Il meccanismo è quello del trolling: a una critica nel merito, di qualsiasi tipo e in qualsiasi campo, si risponde con domande e affermazioni che implicano la certezza di moventi altri e che saltano a piè pari il merito della critica – «Perché ti rode?» o «Adesso che hai fatto il tuo lavoro, il tuo padrone è contento?» o «Brutta l’invidia!» – come se le opinioni fossero tutte uguali e servissero solo a segnalare una qualche posizione in qualche schieramento o consorteria; insomma, per il troll, se dici «Rubare è sbagliato» lo stai dicendo perché ancora non hanno beccato i tuoi amici, o per chiamarti fuori prima della catastrofe, o semplicemente perché questa volta hanno beccato un altro, magari di un altro schieramento, e non te, o perché vorresti rubare anche tu ma non te lo puoi permettere.
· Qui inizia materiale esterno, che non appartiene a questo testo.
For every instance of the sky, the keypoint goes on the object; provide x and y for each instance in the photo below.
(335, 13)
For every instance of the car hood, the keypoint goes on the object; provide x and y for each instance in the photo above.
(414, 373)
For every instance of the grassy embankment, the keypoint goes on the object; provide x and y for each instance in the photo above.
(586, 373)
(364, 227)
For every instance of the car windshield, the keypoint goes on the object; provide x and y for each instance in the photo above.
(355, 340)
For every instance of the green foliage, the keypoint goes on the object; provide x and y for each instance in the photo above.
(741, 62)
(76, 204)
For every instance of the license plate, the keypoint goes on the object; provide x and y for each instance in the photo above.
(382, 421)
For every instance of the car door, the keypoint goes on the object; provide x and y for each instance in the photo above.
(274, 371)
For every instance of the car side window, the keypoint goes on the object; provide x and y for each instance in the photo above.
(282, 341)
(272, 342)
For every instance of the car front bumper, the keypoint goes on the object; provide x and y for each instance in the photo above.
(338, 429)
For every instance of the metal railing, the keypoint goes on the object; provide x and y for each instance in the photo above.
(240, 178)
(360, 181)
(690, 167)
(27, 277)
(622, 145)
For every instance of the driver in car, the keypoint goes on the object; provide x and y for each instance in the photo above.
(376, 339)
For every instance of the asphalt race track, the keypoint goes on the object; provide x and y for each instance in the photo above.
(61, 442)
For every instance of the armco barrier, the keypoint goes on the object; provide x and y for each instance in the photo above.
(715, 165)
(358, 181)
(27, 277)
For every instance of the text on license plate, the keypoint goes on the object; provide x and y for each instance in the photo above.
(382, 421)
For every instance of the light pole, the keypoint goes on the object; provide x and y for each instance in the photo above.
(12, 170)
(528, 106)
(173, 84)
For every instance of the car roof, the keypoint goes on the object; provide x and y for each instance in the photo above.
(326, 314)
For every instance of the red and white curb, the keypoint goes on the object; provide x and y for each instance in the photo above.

Mai e poi mai perché credi che rubare sia sbagliato (e poi, direbbe un troll particolarmente patatista, che significa “sbagliato”?); come nello schiacciapatate, anche nel trolling il reale è distrutto: rimangono solo le intenzioni oscure, i moventi nascosti, le strategie, i livori, le alleanze, gli interessi.
Complottismo vs complottismo
Prendiamo, per esempio, un “Precario anticasta” come quello che sta imperversando su FB e del quale parla Repubblica.
Può avere una funzione strategica: convincerci che siamo tutti zozzi, perché il precario finché gli ha fatto comodo ci è stato, e mo che l’hanno licenziato fa “il moralista” (però m’arcmand: non chiediamoci come stiamo psicologicamente sopravvivendo in questa condizione di compromesso alienante che è in gran parte reale per molti di noi).
Può avere una funzione tattica: il gusto del sordido, il complotto che nasconde la stessa cosa che vedi alla luce del sole (il valore aggiunto è appunto il complotto, non la cosa), la scarica adrenalinica dell’indignazione, il gioco delle parti, l’ennesimo match settimanale nel quale perderemo altre energie contrapponendo sovrastruttura a sovrastruttura.